The monthly lifestyle magazine, which originated in France and is owned by French media group Lagardere, comes out in 45 different editions around the world. It has about 33 million readers from Mexico to Japan, with 100 million monthly online visitors.
But Elle’s international director Valeria Bessolo Llopiz told an annual two-day fashion industry conference in Britain that fur was no longer acceptable.
“The presence of animal fur in our pages and on our digital media is no longer in line with our values, nor our readers,” she said.

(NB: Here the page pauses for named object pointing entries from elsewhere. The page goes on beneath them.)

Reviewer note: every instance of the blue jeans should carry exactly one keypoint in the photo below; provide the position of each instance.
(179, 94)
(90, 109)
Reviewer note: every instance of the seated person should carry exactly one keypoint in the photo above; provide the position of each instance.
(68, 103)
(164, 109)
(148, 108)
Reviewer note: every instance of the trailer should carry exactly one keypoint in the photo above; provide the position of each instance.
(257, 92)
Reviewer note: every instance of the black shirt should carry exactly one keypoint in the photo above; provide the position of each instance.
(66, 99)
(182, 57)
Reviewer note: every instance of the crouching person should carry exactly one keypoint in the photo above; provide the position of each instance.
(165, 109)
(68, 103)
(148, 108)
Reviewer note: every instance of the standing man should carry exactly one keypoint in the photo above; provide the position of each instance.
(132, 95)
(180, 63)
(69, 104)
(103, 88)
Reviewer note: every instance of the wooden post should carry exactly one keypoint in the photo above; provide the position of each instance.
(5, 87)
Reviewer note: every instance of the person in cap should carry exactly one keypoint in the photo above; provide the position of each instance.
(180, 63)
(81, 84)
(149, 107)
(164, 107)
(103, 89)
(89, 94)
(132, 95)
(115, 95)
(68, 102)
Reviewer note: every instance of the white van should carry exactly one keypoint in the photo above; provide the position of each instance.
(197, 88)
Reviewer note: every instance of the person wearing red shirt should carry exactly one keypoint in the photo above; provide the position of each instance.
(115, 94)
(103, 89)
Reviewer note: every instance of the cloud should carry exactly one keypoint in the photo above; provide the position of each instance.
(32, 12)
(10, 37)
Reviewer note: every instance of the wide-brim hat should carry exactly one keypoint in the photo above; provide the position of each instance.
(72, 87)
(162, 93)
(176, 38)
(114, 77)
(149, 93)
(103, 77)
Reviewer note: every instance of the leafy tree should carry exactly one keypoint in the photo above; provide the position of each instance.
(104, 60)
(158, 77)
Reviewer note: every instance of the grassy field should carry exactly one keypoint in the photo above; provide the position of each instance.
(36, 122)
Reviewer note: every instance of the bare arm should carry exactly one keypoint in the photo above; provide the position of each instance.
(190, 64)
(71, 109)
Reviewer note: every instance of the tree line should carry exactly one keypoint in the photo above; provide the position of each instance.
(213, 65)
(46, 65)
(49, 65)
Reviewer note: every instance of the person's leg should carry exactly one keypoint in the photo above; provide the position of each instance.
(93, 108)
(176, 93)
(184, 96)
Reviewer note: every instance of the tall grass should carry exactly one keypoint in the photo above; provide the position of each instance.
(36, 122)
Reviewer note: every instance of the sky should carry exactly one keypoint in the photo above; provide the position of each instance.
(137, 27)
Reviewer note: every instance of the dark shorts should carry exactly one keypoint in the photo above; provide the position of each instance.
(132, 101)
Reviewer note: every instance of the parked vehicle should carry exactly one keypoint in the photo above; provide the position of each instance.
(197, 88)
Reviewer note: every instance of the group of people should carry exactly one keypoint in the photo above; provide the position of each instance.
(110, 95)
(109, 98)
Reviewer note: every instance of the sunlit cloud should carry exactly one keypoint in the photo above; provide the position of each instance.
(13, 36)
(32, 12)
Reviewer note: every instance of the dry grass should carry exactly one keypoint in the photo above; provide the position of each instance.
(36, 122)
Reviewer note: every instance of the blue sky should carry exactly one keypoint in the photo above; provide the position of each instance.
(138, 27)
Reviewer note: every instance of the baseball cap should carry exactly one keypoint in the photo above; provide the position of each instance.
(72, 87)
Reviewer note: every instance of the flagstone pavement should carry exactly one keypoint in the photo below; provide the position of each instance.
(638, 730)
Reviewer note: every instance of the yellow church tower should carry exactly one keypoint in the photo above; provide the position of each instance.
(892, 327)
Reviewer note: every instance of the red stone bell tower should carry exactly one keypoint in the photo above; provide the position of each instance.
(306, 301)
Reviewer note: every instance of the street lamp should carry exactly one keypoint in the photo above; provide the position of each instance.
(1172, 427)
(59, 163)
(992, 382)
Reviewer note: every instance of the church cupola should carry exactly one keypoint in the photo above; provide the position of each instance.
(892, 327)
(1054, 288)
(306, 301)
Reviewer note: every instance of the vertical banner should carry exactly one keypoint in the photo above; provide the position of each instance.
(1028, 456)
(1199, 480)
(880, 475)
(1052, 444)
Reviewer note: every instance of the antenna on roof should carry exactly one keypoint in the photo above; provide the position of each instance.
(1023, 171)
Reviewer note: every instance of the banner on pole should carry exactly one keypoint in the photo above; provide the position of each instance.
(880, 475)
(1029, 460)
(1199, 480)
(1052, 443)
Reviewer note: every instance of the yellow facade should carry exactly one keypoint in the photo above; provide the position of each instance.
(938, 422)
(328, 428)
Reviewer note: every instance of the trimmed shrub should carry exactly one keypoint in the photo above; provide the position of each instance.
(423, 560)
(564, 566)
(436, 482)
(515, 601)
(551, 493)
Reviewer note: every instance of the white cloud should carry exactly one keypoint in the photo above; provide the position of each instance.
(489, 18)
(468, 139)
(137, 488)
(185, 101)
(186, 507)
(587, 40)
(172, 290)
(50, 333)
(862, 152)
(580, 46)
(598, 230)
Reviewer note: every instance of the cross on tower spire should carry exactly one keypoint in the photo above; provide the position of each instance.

“It is time for Elle to make a statement... rejecting animal cruelty,” Bessolo Llopiz told delegates at The Business of Fashion Voices 2021 event in Chipping Norton, in Oxfordshire, southern England.
Instead, she said the magazine wanted to “increase awareness for animal welfare” and “foster a more humane fashion industry.”
The magazine has already dropped fur from 13 of its editions. Twenty more will drop fur from Jan. 1, 2022, and the rest will start a year later.
The move reflects the changing nature of consumer demand, Bessolo Llopiz told AFP. “Fur has become old-fashioned,” she said, noting many brands had gone “fur-free” years ago.
“We are in a new era and the Gen Z (born in the late 1990s to early 2010s), which is the golden target for fashion and luxury, has huge expectations in terms of sustainability and ethics,” she added.
Welcoming Elle’s decision, PJ Smith, director of fashion policy for the Humane Society of the United States, said he looked forward to other fashion magazines following suit.
“This announcement will ignite positive change throughout the entire fashion industry and has the potential to save countless animals from a life of suffering and a cruel death,” he told the conference.
“Fur promotions belong only in the back copies of fashion magazines from days gone by,” Elisa Allen, the U.K. director of animal rights organization PETA, told AFP.
She welcomed decisions by publications, including British Vogue, InStyle USA, Cosmopolitan U.K., and the newly launched Vogue Scandinavia, rejecting fur on their editorial pages and expects the move to soon extend to advertising.